In Italia la crisi ha portato sempre più persone a rinunciare alla faticosa e deludente ricerca di un posto, in altre parole ad arrendersi a un mondo del lavoro bloccato. E così gli scoraggiati hanno sfondato la soglia di un milione e mezzo, raggiungendo la quota più alta dall'inizio delle serie storiche dell'Istat, ovvero da sette anni.
Ecco che nel terzo trimestre del 2011 si è toccato l'apice, con 1 milione e 574 mila italiani che affermano di essersi tirati fuori dal mercato perché ritengono impossibile essere assunti. Il balzo rispetto allo stesso periodo del 2010 è stato del 6,5% (+95 mila unità). Impressiona ancor di più la crescita dal 2004, quando il popolo degli scoraggiati superava di poco il milione.
Da allora, quindi, circa 500 mila persone sono passate dalla parte di chi non è più a caccia di un impiego, rassegnandosi ad andare avanti senza un proprio reddito da lavoro. Coloro che restano a casa perché non credono di poter avere un contratto risultano fuori dalla stime ufficiali sulla disoccupazione, ma la loro avanzata di certo rappresenta un indice dello stato di salute dell'economia e del mondo lavorativo.
L'Istat fa rientrare gli scoraggiati nel grande bacino degli inattivi, quelli che né hanno né cercano un'occupazione. Un esercito che da sempre in Italia si aggira intorno ai 15 milioni di persone. Come è facile immaginare, più spesso chi si arrende è donna ed è residente al Sud.
Le proporzioni però sorprendono: se si guarda al genere, i due terzi sono femmine (1,031 milioni) e, se si fa riferimento al territorio, si ritrova lo stesso rapporto a danno del Meridione (1,105 milioni), con due scoraggiati su tre del Mezzogiorno. Fin qui si sono considerati gli scoraggiati in senso stretto, ma se a questi si aggiungono quelli in senso lato, coloro che affermano di non cercare lavoro perché in attesa di precedenti azioni di ricerca, allora la cerchia si amplia di 719 mila persone, un gruppo in forte crescita su base annua (+63 mila unita', +9,6%).

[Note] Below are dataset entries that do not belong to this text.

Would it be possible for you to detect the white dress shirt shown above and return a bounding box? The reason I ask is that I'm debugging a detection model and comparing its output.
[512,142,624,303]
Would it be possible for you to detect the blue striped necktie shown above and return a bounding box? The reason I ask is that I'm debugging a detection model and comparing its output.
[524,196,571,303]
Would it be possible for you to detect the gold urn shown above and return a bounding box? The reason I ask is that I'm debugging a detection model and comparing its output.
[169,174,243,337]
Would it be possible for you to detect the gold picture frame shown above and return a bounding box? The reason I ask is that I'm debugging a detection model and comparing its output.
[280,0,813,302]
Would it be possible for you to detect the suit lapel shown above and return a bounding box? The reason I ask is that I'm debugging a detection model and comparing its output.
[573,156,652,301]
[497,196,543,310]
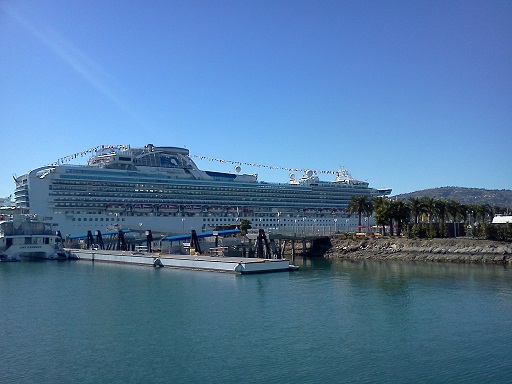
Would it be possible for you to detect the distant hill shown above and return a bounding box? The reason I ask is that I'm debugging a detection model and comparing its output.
[394,187,512,208]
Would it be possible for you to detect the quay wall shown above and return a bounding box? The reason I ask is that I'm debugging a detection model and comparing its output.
[323,237,512,264]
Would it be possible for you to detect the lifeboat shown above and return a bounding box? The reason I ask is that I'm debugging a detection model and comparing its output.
[132,204,153,213]
[158,204,179,213]
[105,204,126,212]
[183,205,201,213]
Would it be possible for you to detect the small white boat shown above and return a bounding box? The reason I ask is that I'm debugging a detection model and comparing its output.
[0,215,70,261]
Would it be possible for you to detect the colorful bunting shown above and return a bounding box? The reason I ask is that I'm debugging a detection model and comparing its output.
[190,155,343,175]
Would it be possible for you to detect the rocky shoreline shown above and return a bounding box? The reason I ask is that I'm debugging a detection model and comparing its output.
[323,237,512,264]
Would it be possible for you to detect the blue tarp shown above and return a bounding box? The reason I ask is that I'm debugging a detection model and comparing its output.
[162,229,240,241]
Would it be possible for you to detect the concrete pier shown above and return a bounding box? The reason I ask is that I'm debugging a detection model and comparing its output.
[69,249,297,274]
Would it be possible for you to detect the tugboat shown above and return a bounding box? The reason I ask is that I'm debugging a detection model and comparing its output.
[0,215,70,261]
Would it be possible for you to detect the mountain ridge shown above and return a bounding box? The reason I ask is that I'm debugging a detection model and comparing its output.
[393,187,512,208]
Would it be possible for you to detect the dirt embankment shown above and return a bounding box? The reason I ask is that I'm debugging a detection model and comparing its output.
[323,238,512,264]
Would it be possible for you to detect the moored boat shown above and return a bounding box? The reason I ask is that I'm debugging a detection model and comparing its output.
[15,144,391,236]
[0,215,69,261]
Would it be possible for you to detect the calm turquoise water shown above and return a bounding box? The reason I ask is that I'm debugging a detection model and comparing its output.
[0,260,512,383]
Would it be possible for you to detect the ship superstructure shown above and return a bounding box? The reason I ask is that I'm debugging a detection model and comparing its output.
[15,144,391,235]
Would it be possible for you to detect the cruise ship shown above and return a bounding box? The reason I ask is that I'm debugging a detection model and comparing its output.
[15,144,391,236]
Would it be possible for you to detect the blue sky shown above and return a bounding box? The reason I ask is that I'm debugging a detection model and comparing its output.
[0,0,512,197]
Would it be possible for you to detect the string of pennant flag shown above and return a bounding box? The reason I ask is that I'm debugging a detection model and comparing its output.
[190,155,340,175]
[50,144,343,175]
[50,144,130,165]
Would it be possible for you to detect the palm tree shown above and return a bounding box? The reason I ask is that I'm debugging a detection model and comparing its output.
[372,197,390,236]
[407,197,425,224]
[390,200,411,235]
[434,199,448,237]
[421,196,436,224]
[348,195,373,228]
[446,200,462,237]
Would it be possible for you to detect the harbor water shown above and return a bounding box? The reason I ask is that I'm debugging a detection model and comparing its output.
[0,259,512,383]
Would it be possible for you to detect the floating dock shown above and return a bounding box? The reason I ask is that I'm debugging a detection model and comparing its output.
[69,249,298,274]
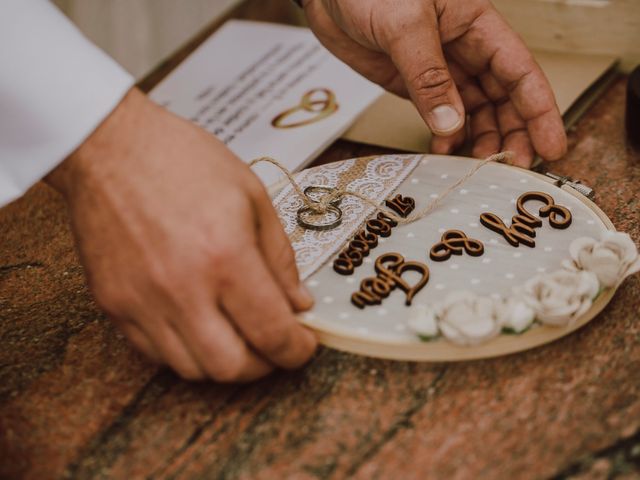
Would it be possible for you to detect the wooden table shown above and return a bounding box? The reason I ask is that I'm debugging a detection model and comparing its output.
[0,1,640,479]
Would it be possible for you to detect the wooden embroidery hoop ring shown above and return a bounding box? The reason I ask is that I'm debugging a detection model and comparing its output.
[270,157,617,362]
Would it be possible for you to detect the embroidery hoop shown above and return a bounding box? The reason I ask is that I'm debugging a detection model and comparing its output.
[274,156,616,362]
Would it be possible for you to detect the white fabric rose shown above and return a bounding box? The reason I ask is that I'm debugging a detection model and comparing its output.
[496,295,536,333]
[562,231,640,287]
[515,270,600,327]
[408,305,438,339]
[436,291,501,345]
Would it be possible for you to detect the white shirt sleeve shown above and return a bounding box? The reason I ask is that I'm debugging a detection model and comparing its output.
[0,0,134,206]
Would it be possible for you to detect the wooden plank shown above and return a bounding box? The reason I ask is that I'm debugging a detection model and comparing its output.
[493,0,640,71]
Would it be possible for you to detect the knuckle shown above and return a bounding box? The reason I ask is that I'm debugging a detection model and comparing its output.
[206,239,242,269]
[412,67,453,99]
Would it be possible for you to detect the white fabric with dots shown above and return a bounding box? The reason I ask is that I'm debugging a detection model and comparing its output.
[298,155,605,342]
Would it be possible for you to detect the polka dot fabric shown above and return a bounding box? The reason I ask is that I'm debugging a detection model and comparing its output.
[304,155,606,344]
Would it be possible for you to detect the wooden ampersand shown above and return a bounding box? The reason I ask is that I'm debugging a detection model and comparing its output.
[384,194,416,218]
[516,192,572,229]
[429,230,484,262]
[480,212,536,248]
[351,253,429,308]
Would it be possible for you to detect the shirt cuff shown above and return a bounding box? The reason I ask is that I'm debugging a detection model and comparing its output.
[0,0,134,206]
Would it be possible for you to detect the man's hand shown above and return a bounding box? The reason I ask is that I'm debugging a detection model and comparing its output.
[303,0,566,167]
[47,90,316,381]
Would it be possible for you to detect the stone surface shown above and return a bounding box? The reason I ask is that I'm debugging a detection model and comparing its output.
[0,2,640,479]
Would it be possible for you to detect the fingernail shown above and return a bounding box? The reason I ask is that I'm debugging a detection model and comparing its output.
[298,283,313,306]
[429,105,461,133]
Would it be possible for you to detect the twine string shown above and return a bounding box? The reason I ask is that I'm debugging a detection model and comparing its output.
[249,151,514,225]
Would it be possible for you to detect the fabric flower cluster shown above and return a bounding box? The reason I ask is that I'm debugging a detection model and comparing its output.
[408,232,640,345]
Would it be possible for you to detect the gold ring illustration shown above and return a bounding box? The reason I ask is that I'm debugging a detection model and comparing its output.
[271,88,338,128]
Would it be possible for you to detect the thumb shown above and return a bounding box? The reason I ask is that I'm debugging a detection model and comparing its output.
[387,6,465,136]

Ecco che dalla somma dei due gruppi si ottiene un numero di 2,293 milioni. Analizzando le altre cause che portano all'inattività, sempre nel penultimo trimestre del 2011 risultano in lieve aumento anche coloro che abbandonano la ricerca di un posto per motivi familiari (+1,3%), un rialzo trainato a sorpresa dagli uomini (+18,5%); mentre è calata la quota di chi esce dal mercato per ragioni legate allo studio e alla formazione professionale (-0,4%).